【第272回】 二重螺旋と技のずれ

技を練磨して上達していく合気道は、体の遣い方が重要である。体の遣い方をうまくしないと、宇宙の法則に則っていると言われる技が身につかないからである。体は骨格や筋肉など、多くの部位から構成されているが、すべての部位を上手に働かせなければ、よい仕事はできないはずである。

まずは、手足がうまく働いてくれなければならない。手がうまく動くだけでなく、足にもうまく動いてもらわなければならないし、その上、足と手が連動して動かなければならない。

しかし、手と足が連動して動くというのは、まず、いわゆるナンバで同じ側の手と足を同時に上げたり、下ろすことであるが、これだけではロボットのような動きとなってしまい、力も出ないし、微妙な動きもできないし、また相手に動きを察知され頑張られてしまうなど、技として効かないものである。

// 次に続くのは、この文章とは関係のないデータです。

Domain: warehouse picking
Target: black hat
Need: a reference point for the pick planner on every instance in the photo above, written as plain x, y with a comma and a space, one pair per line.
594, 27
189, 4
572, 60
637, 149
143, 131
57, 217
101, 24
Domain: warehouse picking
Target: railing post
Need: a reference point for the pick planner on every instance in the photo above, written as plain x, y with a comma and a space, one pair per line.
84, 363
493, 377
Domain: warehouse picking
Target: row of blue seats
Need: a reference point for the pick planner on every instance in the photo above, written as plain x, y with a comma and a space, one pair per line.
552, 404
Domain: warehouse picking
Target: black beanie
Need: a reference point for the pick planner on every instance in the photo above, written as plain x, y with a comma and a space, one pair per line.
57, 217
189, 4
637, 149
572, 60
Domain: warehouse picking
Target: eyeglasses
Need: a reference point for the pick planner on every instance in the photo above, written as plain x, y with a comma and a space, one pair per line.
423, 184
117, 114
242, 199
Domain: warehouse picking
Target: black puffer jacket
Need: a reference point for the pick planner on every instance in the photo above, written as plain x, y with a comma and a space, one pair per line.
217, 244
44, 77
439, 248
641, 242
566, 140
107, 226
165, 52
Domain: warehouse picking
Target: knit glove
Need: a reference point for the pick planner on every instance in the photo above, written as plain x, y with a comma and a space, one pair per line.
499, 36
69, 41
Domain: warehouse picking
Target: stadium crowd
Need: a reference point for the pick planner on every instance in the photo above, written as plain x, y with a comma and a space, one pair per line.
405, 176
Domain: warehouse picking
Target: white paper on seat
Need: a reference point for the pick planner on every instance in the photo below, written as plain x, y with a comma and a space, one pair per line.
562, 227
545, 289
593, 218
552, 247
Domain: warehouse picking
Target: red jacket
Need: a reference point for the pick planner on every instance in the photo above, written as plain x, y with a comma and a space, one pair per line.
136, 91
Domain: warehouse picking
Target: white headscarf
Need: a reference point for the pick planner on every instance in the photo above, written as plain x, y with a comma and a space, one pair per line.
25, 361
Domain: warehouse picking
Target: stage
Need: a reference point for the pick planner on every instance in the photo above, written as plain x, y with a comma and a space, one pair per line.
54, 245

世の中の多くのものは、何か出力したり、動作をする場合、2つ、3つのものを組み合わせて使うことが多いが、それらを少しづつずらせて使っていると思える。例えば、自転車のペダルは上下180度に分けてついており、ペダルを踏む時はそれを90度ずれ落ちた時に力が出るようにできている。また、スキーも直滑降は難しいのでジグザグに降りるが、重心はスキーに対して左か右へずらし、そのずれをスキーの回転運動で補いながら滑るという。アイススケートも同じである。このずらしでよく知られているのが、バレーボールでの時間差攻撃であろう。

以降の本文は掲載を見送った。